New Grafton jail stays at 600 beds despite prisoner surge

THERE are no plans to expand Grafton's new jail beyond its promised 600-bed capacity despite the NSW prison population reaching an all-time peak.

New Bureau of Crime Statistics and Research figures reveal the state's adult inmate population grew by 14% over the year to September, reaching a record of 11,801.

Indigenous inmate numbers grew at an even quicker pace - up 18%, compared to 12% for non-indigenous prisoners.

Jail overcrowding has prompted the NSW Government to plan a new jail for Grafton and reopen an extra 90 beds at the town's existing remand centre.

But the statewide convict blow-out is already having tangible effects.

Every prisoner arrested in Sydney on Friday night was kept in a police holding cell and denied access to a bail hearing the next day because of overcrowding.

They could not be transferred out of police custody in case bail was denied and they were sent to a jail without the room to keep them.

The backlog led to Parramatta Local Court closing for the day while police and corrections officers scrambled to find a solution.

Some prisoners were reportedly kept in holding cells for up to 10 days last week because of the bed shortage.

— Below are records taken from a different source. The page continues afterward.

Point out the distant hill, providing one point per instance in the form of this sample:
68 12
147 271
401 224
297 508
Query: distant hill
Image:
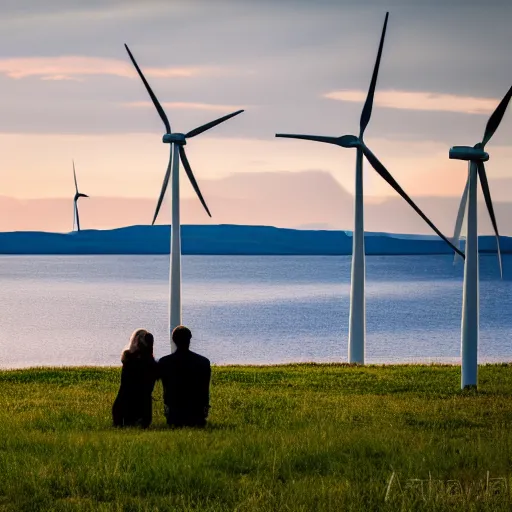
310 200
224 239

Corrections Minister David Elliott said there were no current plans for the new Grafton prison to expand beyond its planned 600-bed capacity.

"The 2015-16 Budget allocated funding to procure a new 600-bed prison in Grafton, delivering ongoing jobs and investment for the region," he said.

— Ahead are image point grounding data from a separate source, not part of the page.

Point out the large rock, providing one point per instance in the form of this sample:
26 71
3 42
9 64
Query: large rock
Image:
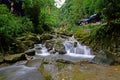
60 48
30 52
14 58
55 46
50 44
104 58
1 58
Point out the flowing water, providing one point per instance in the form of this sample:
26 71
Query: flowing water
74 51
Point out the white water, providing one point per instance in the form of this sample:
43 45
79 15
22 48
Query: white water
72 47
41 50
75 49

"It also allocated $20 million to complete an 1100-bed expansion program across various prisons across NSW."

BOCSAR director Dr Don Weatherburn said juvenile prisoner levels increased by 9% over the year to October.

However, the number of juveniles in custody fell 7% over the past two years.

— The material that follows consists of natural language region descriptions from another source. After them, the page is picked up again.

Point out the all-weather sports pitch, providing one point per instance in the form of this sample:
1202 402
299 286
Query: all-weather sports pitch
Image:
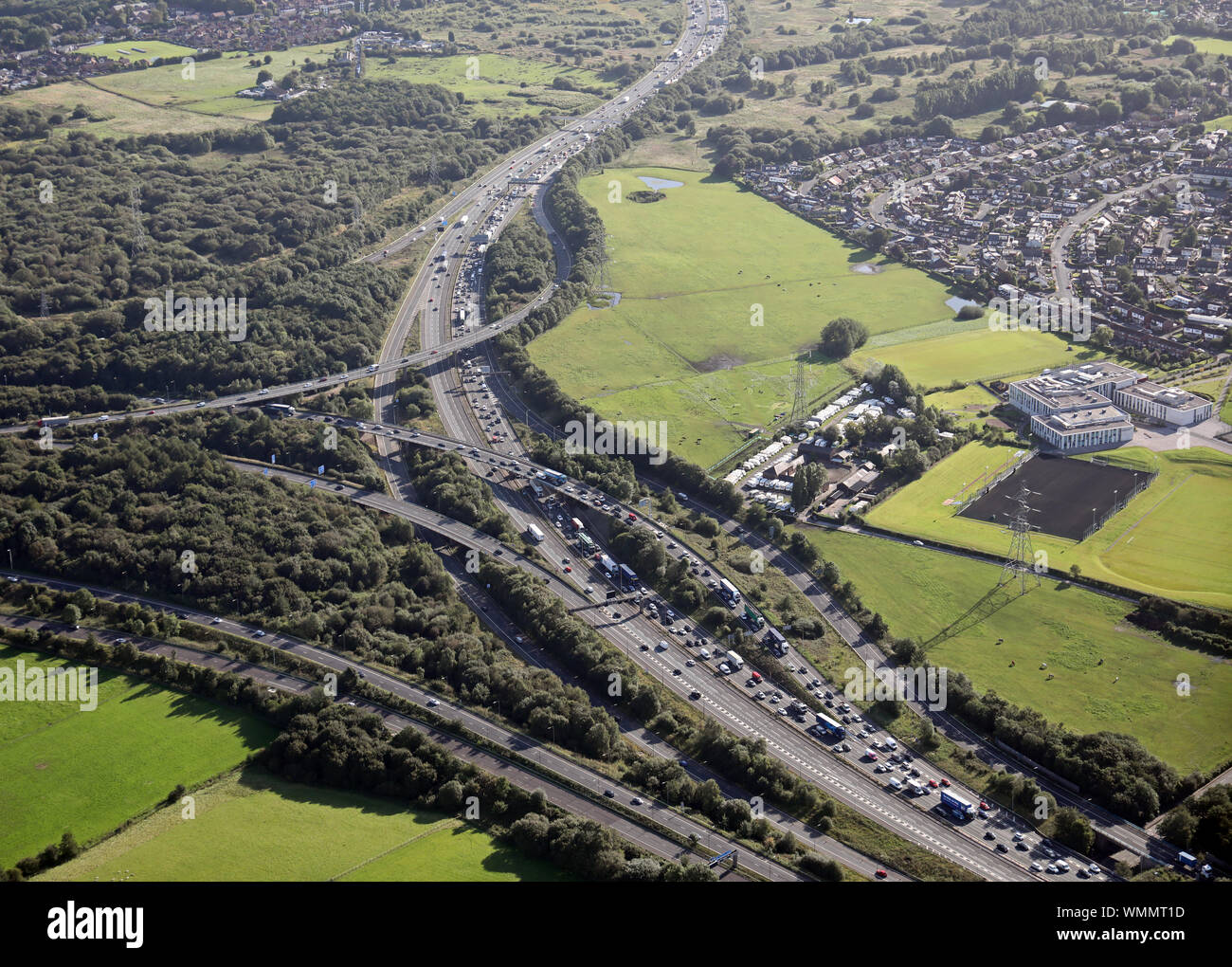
1066 493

Dr Weatherburn said prison workers should brace themselves for even more overcrowding.

"Normally, the number of remand prisoners tapers off from April to August but there has been no sign of that this year," he said.

"The surge in remand numbers has also been followed by a surge in the number of sentenced prisoners.

"Given the usual surge in the number of prisoners on remand over the Christmas-New Year period, we can expect further rapid increases in the number of people in prison."